L’Afrique progresse dans ses politiques d’ouverture sur les visas, ce qui est de bon augure pour les voyages transfrontaliers, la facilité de circulation et le commerce en 2024 et au-delà. L’Indice d’ouverture sur les visas en Afrique 2023, publié mardi par l’Union africaine et la Banque africaine de développement, révèle de nombreux progrès depuis la publication de la septième édition du rapport en décembre 2022.
En 2023, les données du rapport montrent que 50 pays ont amélioré ou maintenu leur score de 2022, seuls quatre pays ont obtenu un score inférieur. Depuis la publication du premier rapport en 2016, 36 pays ont amélioré leur score dans l’indice. 42 pays africains accordent l’entrée sans visa aux citoyens d’au moins cinq autres pays africains, tandis que 33 pays le font pour les citoyens d’au moins dix pays. Quatre pays – contre trois l’année dernière – ont supprimé toute exigence de visa pour les voyageurs africains. Il s’agit du Rwanda, du Bénin, de la Gambie et des Seychelles.
Toutes les matrices globales clés ont montré des améliorations en 2023. Dans 28 % de tous les scénarios de voyage intra-africain, les citoyens africains n’ont pas besoin de visa (une amélioration par rapport aux 27 % de 2022 et aux 20 % de 2016).
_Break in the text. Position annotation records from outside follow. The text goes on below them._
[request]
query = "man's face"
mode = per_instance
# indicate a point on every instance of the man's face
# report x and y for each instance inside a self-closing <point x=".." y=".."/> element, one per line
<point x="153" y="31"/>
Un visa est toujours nécessaire dans 46 % des scénarios de voyage sur le continent – en baisse par rapport aux 47 % de 2022 et aux 55 % de 2016.
Faits saillants de l’Indice d’ouverture sur les visas en Afrique 2023 :
- L’Indice d’ouverture sur les visas a atteint son niveau le plus élevé en 2023, dépassant légèrement le précédent pic de 2020.
- L’Afrique compte désormais quatre champions (Rwanda, Bénin, Gambie et Seychelles) : des pays qui ont supprimé les visas pour les citoyens de tous les pays africains.
- 24 pays proposent désormais un visa électronique, soit près de trois fois plus qu’en 2016.
- 15 pays ont amélioré leur score en 2023, 35 ont maintenu leur score, et seuls quatre ont obtenu un score inférieur.
- Les pays d’Afrique de l’Ouest restent en tête du classement : sept des dix pays les plus performants du continent sont situés en Afrique de l’Ouest.
Le Rwanda et les organisations régionales ouvrent la voie
Le Rwanda s’impose comme un nouveau champion en 2023, après avoir progressivement libéralisé son régime de visas au cours des huit dernières années. En 2016, ce pays enclavé permettait aux citoyens de près de 90 % des pays africains d’obtenir un visa à l’arrivée ; les citoyens des autres pays pouvant entrer dans le pays sans visa. Il a ensuite supprimé les frais de visa pour les citoyens africains et, en 2023, le Rwanda a supprimé toute obligation de visa pour les citoyens de l’ensemble du continent. « Cela a allégé le fardeau du voyage pour les citoyens de 35 pays africains qui avaient jusqu’à récemment encore besoin d’un visa », note le rapport. Autre évolution positive, selon certaines informations, le Kenya prévoirait de supprimer l’obligation de visa pour les voyageurs africains d’ici à la fin 2023.
À cet égard, la Communauté économique des États de l’Afrique de l’Ouest (CEDEAO) obtient le meilleur score régional. C’est là que les citoyens africains jouissent des niveaux les plus élevés de liberté de circulation transfrontalière. La CEDEAO a adopté une position progressiste en matière d’ouverture sur les visas depuis des décennies, qu’elle a formalisée en 1979 par un protocole sur la libre circulation des personnes, le droit de résidence et d’établissement.
En plus d’afficher le score régional de l’Indice d’ouverture sur les visas le plus élevé du continent, la CEDEAO enregistre également le taux de réciprocité le plus élevé en matière d’exemption de visa : cela correspond au taux auquel les politiques d’exemption de visa de chaque pays au sein de la CER font l’objet d’une réciprocité de la part de ses États membres. Dans 97 % des scénarios de voyage, les citoyens peuvent entrer dans un autre pays de la même CER sans avoir besoin d’un visa.
La Zone de libre-échange continentale africaine est un domaine clé pour lequel il est essentiel de progresser en matière d’ouverture sur les visas. « La libre circulation des personnes entre les frontières de l’Afrique n’est pas seulement un objectif important en soi, elle est aussi essentielle à l’intégration continentale », souligne le rapport. Avec trois nouveaux États membres de l’Union africaine qui ratifieront la ZLECAf en 2023, portant le total à 47 ratifications, l’impact durable des négociations, de la ratification et de l’exécution de la ZLECAf dépend dans une large mesure de la capacité des personnes à franchir les frontières africaines, sans être entravées par des barrières administratives excessives.